Whew, I think that is enough for now. Just can't wait to see the Google hits I get from that post! It is really strange how I feel so much better after writing it all out. Thanks for cyber-listening, and I promise to return you to your regularly scheduled snarking as soon as possible.
5 comments:
Sometimes we all just need to vent a little :) I hope that things get a little more tolerable and that you don't miss too many more bedtimes.
dear dr. whoo...you forgot one: the patient who complains of insomnia and expects you to be sympathetic. When you have had 10 hours of sleep in 72 hours the last thing you feel for someone who has the chance to lie down all night is sympathy--envy is my predominant emotion. BTW, you are going to burn out at this rate. Signed, Been There/Done That
Oh my! The one that I most identified with was dialing the 9 . . . .
Just because I know what it's like to have been immersed in one environment for awhile, and then trying to adjust, it can be kinda funny, except when overwhelmed. And except the time the forgetting to adjust caused me to fold my foot completely under itself and in half and be stuck that way and in shock 'fore my mother dragged me up the stairs by the armpits.

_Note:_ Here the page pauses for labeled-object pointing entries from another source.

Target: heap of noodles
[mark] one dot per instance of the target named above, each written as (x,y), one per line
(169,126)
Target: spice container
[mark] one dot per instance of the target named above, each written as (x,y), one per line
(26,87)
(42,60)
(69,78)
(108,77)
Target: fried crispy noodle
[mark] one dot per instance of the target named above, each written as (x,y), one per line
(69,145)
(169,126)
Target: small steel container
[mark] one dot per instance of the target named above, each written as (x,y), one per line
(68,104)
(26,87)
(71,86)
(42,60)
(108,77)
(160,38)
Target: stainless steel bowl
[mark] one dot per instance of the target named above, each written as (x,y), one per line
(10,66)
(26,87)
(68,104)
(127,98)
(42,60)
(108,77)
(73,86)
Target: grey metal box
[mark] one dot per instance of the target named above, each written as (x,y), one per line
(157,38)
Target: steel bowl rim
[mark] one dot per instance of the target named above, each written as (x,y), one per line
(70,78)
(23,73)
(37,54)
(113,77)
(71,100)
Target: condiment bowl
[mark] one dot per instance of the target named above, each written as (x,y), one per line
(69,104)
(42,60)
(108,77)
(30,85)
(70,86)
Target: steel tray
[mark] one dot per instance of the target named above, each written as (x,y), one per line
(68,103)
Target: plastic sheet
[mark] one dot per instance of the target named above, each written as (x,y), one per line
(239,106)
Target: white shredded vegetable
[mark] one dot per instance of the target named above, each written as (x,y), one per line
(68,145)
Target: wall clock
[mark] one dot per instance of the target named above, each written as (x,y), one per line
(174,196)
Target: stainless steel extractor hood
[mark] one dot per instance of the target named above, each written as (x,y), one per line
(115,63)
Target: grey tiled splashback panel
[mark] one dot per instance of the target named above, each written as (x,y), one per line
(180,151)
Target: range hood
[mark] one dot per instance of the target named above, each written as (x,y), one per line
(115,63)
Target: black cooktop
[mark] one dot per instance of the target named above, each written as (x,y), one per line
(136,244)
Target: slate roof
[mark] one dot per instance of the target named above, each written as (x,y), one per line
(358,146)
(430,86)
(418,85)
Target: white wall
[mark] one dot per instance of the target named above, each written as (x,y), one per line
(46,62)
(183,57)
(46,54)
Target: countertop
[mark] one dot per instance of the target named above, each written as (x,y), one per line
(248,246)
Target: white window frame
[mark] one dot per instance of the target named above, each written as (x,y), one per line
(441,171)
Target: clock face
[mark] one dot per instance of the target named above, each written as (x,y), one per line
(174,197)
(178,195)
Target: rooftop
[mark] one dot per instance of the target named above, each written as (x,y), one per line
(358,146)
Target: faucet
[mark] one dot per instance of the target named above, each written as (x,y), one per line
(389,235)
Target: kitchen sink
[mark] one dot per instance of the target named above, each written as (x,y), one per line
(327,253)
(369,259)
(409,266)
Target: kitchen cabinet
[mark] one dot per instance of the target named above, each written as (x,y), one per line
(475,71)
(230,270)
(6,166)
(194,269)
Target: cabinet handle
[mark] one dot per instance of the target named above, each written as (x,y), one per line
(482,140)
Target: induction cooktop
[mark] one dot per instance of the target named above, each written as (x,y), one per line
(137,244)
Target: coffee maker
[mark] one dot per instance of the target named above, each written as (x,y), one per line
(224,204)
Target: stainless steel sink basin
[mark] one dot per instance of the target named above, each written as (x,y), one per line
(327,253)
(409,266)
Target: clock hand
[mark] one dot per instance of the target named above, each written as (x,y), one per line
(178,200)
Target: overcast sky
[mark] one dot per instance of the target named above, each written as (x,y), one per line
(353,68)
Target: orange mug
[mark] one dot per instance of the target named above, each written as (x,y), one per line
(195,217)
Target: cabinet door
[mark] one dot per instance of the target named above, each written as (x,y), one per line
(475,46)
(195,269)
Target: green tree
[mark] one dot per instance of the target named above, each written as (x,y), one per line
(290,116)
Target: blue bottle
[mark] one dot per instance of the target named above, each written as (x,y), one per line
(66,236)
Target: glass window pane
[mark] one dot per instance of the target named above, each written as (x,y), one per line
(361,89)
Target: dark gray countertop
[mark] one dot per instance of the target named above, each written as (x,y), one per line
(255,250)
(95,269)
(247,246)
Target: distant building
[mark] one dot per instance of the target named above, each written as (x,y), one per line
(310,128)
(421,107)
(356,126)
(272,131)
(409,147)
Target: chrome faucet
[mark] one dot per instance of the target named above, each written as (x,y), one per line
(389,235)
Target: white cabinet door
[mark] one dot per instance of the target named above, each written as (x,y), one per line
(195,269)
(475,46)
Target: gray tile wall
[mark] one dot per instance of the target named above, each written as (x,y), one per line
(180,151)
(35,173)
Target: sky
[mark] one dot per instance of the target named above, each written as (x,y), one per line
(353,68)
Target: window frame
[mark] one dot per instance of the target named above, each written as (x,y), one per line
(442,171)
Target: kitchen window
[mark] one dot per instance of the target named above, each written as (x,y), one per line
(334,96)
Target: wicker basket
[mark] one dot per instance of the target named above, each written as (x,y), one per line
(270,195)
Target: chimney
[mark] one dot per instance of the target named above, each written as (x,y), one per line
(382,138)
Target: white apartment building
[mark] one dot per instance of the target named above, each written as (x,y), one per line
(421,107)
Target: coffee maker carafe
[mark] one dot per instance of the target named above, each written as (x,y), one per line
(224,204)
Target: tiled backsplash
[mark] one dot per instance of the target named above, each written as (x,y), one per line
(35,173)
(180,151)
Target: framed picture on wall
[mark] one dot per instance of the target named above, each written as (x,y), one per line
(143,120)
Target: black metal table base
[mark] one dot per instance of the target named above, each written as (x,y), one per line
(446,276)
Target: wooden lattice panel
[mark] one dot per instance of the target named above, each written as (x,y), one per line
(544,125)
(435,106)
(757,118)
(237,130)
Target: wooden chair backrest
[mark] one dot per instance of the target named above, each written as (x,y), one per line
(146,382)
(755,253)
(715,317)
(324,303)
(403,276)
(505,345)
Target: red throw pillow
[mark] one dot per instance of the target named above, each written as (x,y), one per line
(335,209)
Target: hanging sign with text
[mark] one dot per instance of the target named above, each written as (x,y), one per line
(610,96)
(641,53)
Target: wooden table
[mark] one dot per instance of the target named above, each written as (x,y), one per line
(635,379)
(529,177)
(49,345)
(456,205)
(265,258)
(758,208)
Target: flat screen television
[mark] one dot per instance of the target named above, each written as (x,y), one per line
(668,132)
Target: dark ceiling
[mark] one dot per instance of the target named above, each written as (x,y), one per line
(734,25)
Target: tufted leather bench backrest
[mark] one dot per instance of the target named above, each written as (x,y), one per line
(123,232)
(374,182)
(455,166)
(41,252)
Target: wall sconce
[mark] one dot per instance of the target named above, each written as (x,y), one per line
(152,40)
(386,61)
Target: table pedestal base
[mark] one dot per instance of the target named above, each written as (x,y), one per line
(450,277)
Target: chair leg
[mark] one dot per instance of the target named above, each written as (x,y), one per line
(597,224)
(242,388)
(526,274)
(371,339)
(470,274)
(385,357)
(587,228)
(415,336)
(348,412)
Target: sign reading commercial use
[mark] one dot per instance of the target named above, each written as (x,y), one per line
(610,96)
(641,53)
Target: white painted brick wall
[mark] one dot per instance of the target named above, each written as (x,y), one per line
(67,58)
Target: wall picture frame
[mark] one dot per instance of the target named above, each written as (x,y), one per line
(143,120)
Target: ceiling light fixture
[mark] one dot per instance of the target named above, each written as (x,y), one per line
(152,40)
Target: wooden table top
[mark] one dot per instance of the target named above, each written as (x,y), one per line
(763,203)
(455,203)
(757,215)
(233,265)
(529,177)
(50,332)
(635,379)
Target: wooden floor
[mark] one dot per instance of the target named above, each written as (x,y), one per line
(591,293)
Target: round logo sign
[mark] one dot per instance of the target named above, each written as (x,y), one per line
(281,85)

The place I had been staying, had a similar stairway, except the pitch of them was different, so I was so used to that, I kept expecting the next step to hit my foot sooner and after the first few stairs of being "off" I started to fall down the stairs.
Anyway!
Holy crap. How do docs do it, esp OB's who are, essentially, on call for labors unless they're far enough away on vacation to not be close enough. Wait, that might not have made sense . . .
Oh, and I agree w/you on the inducing labor one! I think I rambled on about that one recently, lol. Nothing like a lot of PAIN, many physical, uncomfortable CHECKS for progress, several uncomfortable applications of gel, and many many hours and NO PROGRESS AT ALL! Sorry, that's probably too much like your work. Lol.
I am so sorry you don't have a girlfriend close! I completely understand about venting and how it helps get through it and even past some, alot, or all of it by doing so.
You probably think I'm wierd by now. Just friendly, probably too friendly. Lol.
Office manager that you can't fire, that's gotta be tough. That must make things . . . interesting.
Here's hoping that the babies all sleep and behave themselves thru Thanksgiving.
Oh, honey. I wish I could hug you right now. And feed you girly drinks. And wine. And hey, how 'bout some beer, too? I think we ARE within a weekend's driving distance! I hate that things are so crazy around the holidays.
medstudentitis~ This blog is so therapeutic. It is a fantastic outlet. I am so thankful that I have a place to "get it all out!" So far, this weekend has been a bit more manageable.
anon~ I know that burn out is imminent. I'm trying to get my schedule hashed out before it happens!
As for the insomnia, actually, the more I stress, the less I am able to sleep. It is a pretty vicious cycle. I have a harder time having empathy for the patients lounging across the exam table at 10:30 in the morning (in pj pants, no less) moaning about how it is sooooo *early* and they are soooooo *tired*. Vomit.
hi sarebear~ Thanks for the good wishes! I have just a few more patients due this month, but 23 due in December. It is going to be rough!
GG~ Ok, yes, yes, and yes! :) Name a weekend, and we'll make it happen. I am serious.